Corpse of the Revolution

https://portside.org/2019-12-20/corpse-revolution
Portside Date:
Author: Majid Naficy
Date of source:

Corpse of the Revolution

By Majid Naficy

I do not wait for poetry
But go in search of it
Because my wings are broken
And I am left far from my nest
Where my sister
For the last few days
Has remained home with her granddaughter
Because air pollution
Doesn’t let her go to school;
Where my brother-in-law
For the last few days
Has remained in ICU
Because the sanction
Doesn’t let him find his heart medicine;
Where in the demonstrations
For the last few days
Thousands of people have been arrested
And hundreds have been shot;
Where the corpse of the Revolution
For the last forty years
Has remained on the shoulders of our people
And the earth does not accept it.

Majid Naficy, the Arthur Rimbaud of Persian poetry, fled Iran in 1983, a year and a half after the execution of his wife, Ezzat in
Tehran.
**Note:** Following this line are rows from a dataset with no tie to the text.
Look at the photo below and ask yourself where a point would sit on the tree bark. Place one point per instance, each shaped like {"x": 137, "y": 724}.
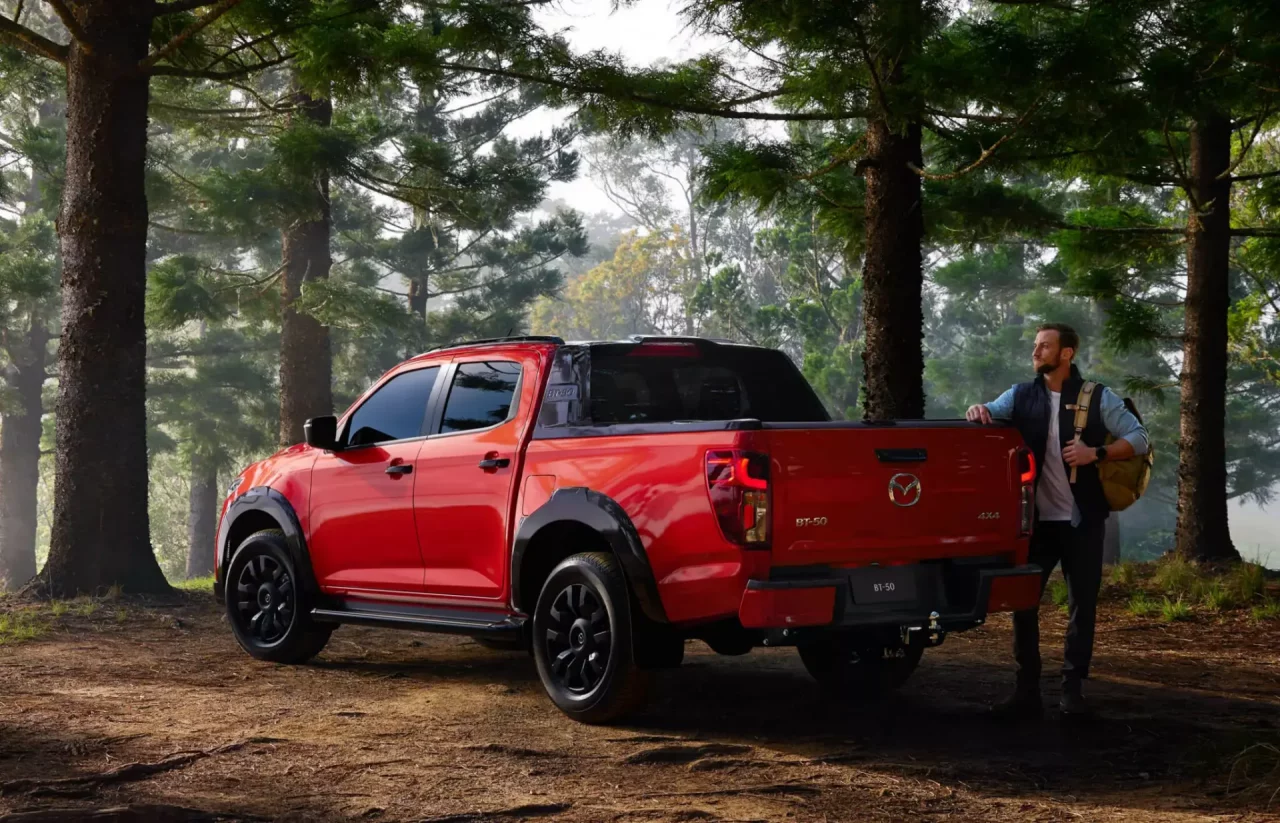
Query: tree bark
{"x": 201, "y": 517}
{"x": 1202, "y": 522}
{"x": 306, "y": 360}
{"x": 19, "y": 460}
{"x": 100, "y": 533}
{"x": 892, "y": 275}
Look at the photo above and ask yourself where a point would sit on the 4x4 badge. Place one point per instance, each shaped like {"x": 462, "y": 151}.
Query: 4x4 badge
{"x": 904, "y": 489}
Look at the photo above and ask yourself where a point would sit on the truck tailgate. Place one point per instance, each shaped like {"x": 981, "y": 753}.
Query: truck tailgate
{"x": 851, "y": 494}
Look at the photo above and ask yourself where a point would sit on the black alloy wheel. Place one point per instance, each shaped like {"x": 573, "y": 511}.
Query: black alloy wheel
{"x": 265, "y": 599}
{"x": 579, "y": 639}
{"x": 266, "y": 604}
{"x": 583, "y": 640}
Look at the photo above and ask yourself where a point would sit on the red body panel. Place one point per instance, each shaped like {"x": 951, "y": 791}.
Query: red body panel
{"x": 465, "y": 513}
{"x": 443, "y": 534}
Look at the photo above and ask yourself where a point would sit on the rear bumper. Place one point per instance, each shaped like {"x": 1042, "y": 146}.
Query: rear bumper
{"x": 960, "y": 597}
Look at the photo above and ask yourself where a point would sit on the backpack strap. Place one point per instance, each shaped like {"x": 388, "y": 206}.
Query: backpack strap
{"x": 1082, "y": 412}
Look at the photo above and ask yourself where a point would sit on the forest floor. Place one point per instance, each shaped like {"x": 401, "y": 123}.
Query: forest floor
{"x": 151, "y": 707}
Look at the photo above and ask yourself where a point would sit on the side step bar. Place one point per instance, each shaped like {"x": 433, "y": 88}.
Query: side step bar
{"x": 446, "y": 621}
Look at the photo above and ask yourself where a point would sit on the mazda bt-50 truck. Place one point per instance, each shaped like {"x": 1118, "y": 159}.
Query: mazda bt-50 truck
{"x": 602, "y": 503}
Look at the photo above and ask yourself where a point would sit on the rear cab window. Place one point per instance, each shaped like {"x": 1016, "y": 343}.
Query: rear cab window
{"x": 690, "y": 383}
{"x": 481, "y": 396}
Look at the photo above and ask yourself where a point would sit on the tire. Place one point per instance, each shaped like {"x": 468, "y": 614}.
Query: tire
{"x": 863, "y": 667}
{"x": 265, "y": 603}
{"x": 583, "y": 640}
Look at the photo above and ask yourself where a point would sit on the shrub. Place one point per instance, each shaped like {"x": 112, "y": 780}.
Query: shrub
{"x": 1217, "y": 598}
{"x": 1142, "y": 606}
{"x": 1060, "y": 594}
{"x": 1267, "y": 611}
{"x": 1175, "y": 575}
{"x": 1248, "y": 581}
{"x": 1174, "y": 611}
{"x": 1124, "y": 575}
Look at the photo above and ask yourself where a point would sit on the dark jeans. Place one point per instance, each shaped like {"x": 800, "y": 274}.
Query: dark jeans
{"x": 1079, "y": 549}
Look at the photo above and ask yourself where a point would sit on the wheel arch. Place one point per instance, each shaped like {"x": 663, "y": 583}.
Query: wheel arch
{"x": 572, "y": 521}
{"x": 257, "y": 510}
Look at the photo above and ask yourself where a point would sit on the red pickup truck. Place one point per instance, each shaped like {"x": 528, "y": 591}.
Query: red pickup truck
{"x": 602, "y": 503}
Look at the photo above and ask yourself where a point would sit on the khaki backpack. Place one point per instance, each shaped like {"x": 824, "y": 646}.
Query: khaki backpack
{"x": 1123, "y": 480}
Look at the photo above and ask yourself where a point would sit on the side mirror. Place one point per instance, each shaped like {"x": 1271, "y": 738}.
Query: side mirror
{"x": 321, "y": 433}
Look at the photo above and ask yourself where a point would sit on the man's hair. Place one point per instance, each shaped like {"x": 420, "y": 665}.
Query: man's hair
{"x": 1066, "y": 335}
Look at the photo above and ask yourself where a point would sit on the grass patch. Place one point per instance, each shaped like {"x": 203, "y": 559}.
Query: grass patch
{"x": 1174, "y": 611}
{"x": 1216, "y": 597}
{"x": 1124, "y": 575}
{"x": 1060, "y": 594}
{"x": 1256, "y": 773}
{"x": 1142, "y": 606}
{"x": 196, "y": 584}
{"x": 1176, "y": 576}
{"x": 19, "y": 627}
{"x": 1267, "y": 611}
{"x": 1248, "y": 581}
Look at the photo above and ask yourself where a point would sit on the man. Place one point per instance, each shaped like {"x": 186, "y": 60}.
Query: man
{"x": 1070, "y": 517}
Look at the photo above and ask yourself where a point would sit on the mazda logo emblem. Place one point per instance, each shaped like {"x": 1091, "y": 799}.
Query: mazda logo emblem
{"x": 904, "y": 489}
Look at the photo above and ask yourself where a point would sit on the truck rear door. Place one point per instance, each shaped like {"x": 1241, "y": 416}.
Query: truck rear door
{"x": 864, "y": 493}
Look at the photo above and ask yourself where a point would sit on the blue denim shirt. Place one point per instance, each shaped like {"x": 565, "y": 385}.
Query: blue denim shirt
{"x": 1119, "y": 421}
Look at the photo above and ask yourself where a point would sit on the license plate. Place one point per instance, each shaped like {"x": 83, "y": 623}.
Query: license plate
{"x": 890, "y": 584}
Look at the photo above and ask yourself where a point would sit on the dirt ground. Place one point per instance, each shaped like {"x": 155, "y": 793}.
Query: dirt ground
{"x": 397, "y": 726}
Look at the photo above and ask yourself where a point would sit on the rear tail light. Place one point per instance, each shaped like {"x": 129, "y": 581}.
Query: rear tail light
{"x": 1027, "y": 475}
{"x": 1027, "y": 465}
{"x": 737, "y": 484}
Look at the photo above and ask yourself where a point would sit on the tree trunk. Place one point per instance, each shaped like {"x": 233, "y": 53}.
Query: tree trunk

Since 1984 Majid has been living in West Los Angeles. He has published two collections of poetry in English  Muddy Shoes (Beyond Baroque, Books, 1999) and Father and Son (Red Hen Press, 2003) as well as his doctoral dissertation at UCLA Modernism and Ideology in Persian Literature: A Return to Nature in the Poetry of Nima Yushij (University Press of America, 1997). Majid has also published more than 20 books of poetry and essays in Persian.